King Mithridates I of Parthia took advantage of Antiochus' western problems and attacked from the east, seizing the city of Herat in 167 BC and disrupting the direct trade route to India, effectively splitting the Greek world in two.
Antiochus recognized the potential danger in the east but was unwilling to give up control of Judea. He sent a commander named Lysias to deal with the Maccabees, while the King himself led the main Seleucid army against the Parthians. Antiochus had initial success in his eastern campaign, including the reoccupation of Armenia, but he died suddenly of disease in 164 BC.
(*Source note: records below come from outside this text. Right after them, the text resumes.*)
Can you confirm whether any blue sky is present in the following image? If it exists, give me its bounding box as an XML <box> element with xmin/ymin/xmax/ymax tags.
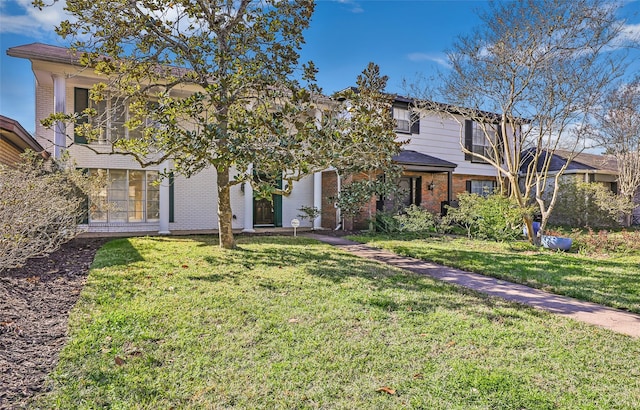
<box><xmin>0</xmin><ymin>0</ymin><xmax>640</xmax><ymax>131</ymax></box>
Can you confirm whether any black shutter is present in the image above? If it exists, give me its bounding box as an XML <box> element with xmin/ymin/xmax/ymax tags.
<box><xmin>411</xmin><ymin>110</ymin><xmax>420</xmax><ymax>134</ymax></box>
<box><xmin>78</xmin><ymin>168</ymin><xmax>89</xmax><ymax>224</ymax></box>
<box><xmin>73</xmin><ymin>88</ymin><xmax>89</xmax><ymax>144</ymax></box>
<box><xmin>169</xmin><ymin>172</ymin><xmax>175</xmax><ymax>222</ymax></box>
<box><xmin>496</xmin><ymin>124</ymin><xmax>504</xmax><ymax>164</ymax></box>
<box><xmin>464</xmin><ymin>120</ymin><xmax>473</xmax><ymax>160</ymax></box>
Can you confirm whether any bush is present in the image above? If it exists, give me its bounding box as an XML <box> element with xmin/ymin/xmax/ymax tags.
<box><xmin>395</xmin><ymin>205</ymin><xmax>438</xmax><ymax>232</ymax></box>
<box><xmin>0</xmin><ymin>152</ymin><xmax>104</xmax><ymax>272</ymax></box>
<box><xmin>373</xmin><ymin>211</ymin><xmax>400</xmax><ymax>233</ymax></box>
<box><xmin>443</xmin><ymin>193</ymin><xmax>530</xmax><ymax>241</ymax></box>
<box><xmin>549</xmin><ymin>180</ymin><xmax>633</xmax><ymax>228</ymax></box>
<box><xmin>571</xmin><ymin>229</ymin><xmax>640</xmax><ymax>255</ymax></box>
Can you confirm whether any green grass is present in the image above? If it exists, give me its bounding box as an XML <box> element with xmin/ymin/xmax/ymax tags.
<box><xmin>351</xmin><ymin>235</ymin><xmax>640</xmax><ymax>313</ymax></box>
<box><xmin>33</xmin><ymin>237</ymin><xmax>640</xmax><ymax>409</ymax></box>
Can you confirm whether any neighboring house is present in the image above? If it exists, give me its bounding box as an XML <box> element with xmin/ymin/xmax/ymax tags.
<box><xmin>520</xmin><ymin>150</ymin><xmax>618</xmax><ymax>189</ymax></box>
<box><xmin>0</xmin><ymin>115</ymin><xmax>49</xmax><ymax>166</ymax></box>
<box><xmin>7</xmin><ymin>43</ymin><xmax>504</xmax><ymax>233</ymax></box>
<box><xmin>520</xmin><ymin>150</ymin><xmax>640</xmax><ymax>223</ymax></box>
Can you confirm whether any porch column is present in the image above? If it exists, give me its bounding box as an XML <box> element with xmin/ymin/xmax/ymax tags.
<box><xmin>158</xmin><ymin>161</ymin><xmax>171</xmax><ymax>235</ymax></box>
<box><xmin>242</xmin><ymin>165</ymin><xmax>256</xmax><ymax>232</ymax></box>
<box><xmin>53</xmin><ymin>74</ymin><xmax>67</xmax><ymax>159</ymax></box>
<box><xmin>311</xmin><ymin>172</ymin><xmax>322</xmax><ymax>229</ymax></box>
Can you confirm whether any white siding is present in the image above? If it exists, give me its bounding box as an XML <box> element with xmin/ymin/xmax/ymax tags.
<box><xmin>398</xmin><ymin>115</ymin><xmax>496</xmax><ymax>176</ymax></box>
<box><xmin>282</xmin><ymin>175</ymin><xmax>313</xmax><ymax>228</ymax></box>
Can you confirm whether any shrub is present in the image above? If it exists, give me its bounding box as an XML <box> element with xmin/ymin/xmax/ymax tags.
<box><xmin>395</xmin><ymin>205</ymin><xmax>438</xmax><ymax>232</ymax></box>
<box><xmin>0</xmin><ymin>152</ymin><xmax>104</xmax><ymax>272</ymax></box>
<box><xmin>443</xmin><ymin>193</ymin><xmax>530</xmax><ymax>241</ymax></box>
<box><xmin>373</xmin><ymin>211</ymin><xmax>400</xmax><ymax>233</ymax></box>
<box><xmin>549</xmin><ymin>180</ymin><xmax>633</xmax><ymax>228</ymax></box>
<box><xmin>572</xmin><ymin>229</ymin><xmax>640</xmax><ymax>254</ymax></box>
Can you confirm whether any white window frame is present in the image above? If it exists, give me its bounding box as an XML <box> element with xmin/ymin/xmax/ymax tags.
<box><xmin>88</xmin><ymin>168</ymin><xmax>160</xmax><ymax>224</ymax></box>
<box><xmin>471</xmin><ymin>179</ymin><xmax>497</xmax><ymax>197</ymax></box>
<box><xmin>393</xmin><ymin>106</ymin><xmax>411</xmax><ymax>134</ymax></box>
<box><xmin>471</xmin><ymin>121</ymin><xmax>497</xmax><ymax>164</ymax></box>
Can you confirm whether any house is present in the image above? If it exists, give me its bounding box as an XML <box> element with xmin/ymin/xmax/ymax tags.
<box><xmin>7</xmin><ymin>43</ymin><xmax>504</xmax><ymax>233</ymax></box>
<box><xmin>520</xmin><ymin>150</ymin><xmax>640</xmax><ymax>223</ymax></box>
<box><xmin>0</xmin><ymin>115</ymin><xmax>49</xmax><ymax>166</ymax></box>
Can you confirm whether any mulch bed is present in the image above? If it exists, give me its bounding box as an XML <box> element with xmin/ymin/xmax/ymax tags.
<box><xmin>0</xmin><ymin>238</ymin><xmax>106</xmax><ymax>409</ymax></box>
According to the scroll of Antiochus, when Antiochus heard that his army had been defeated in Judea, he boarded a ship and fled to the coastal cities. Wherever he came the people rebelled and called him "The Fugitive," so he drowned himself in the sea. According to the second book of maccabees, he died in the following manner : "But the all-seeing Lord, the God of Israel , struck him an incurable and unseen blow. As soon as he ceased speaking he was seized with a pain in his bowels for which there was no relief and with sharp internal tortures - and that very justly, for he had tortured the bowels of others with many and strange inflictions. Yet he did not in any way stop his insolence, but was even more filled with arrogance, breathing fire in his rage against the Jews, and giving orders to hasten the journey. And so it came about that he fell out of his chariot as it was rushing along, and the fall was so hard as to torture every limb of his body."
Antiochus IV ruled the Jews from 175 to 164 BC. He is remembered as a major villain and persecutor in the Jewish traditions associated with Hanukkah, including the books of Maccabees and the "Scroll of Antiochus". Rabbinical sources refer to him as הרשע harasha ("the wicked"); the Jewish Encyclopedia concluded that "[s]ince Jewish and heathen sources agree in their characterization of him, their portrayal is evidently correct", summarizing this portrayal as one of a cruel and vainglorious ruler who tried to force on all the peoples of his realm a Hellenic culture, "the true essence of which he can scarcely be said to have appreciated". Whether Antiochus's policy was directed at extermination of Judaism as a culture and a religion, though, is debatable on the grounds that his persecution was limited to Judea and Samaria (Jews in the diaspora were exempt), and that Antiochus was hardly an ideologically motivated Hellenizer. Erich S. Gruen suggests that, instead, he was driven more by pragmatics such as the need to gather income from Judea.
Antiochus has been identified as the "eleventh horn of the beast" in the Book of Daniel (chapters 7 to 12).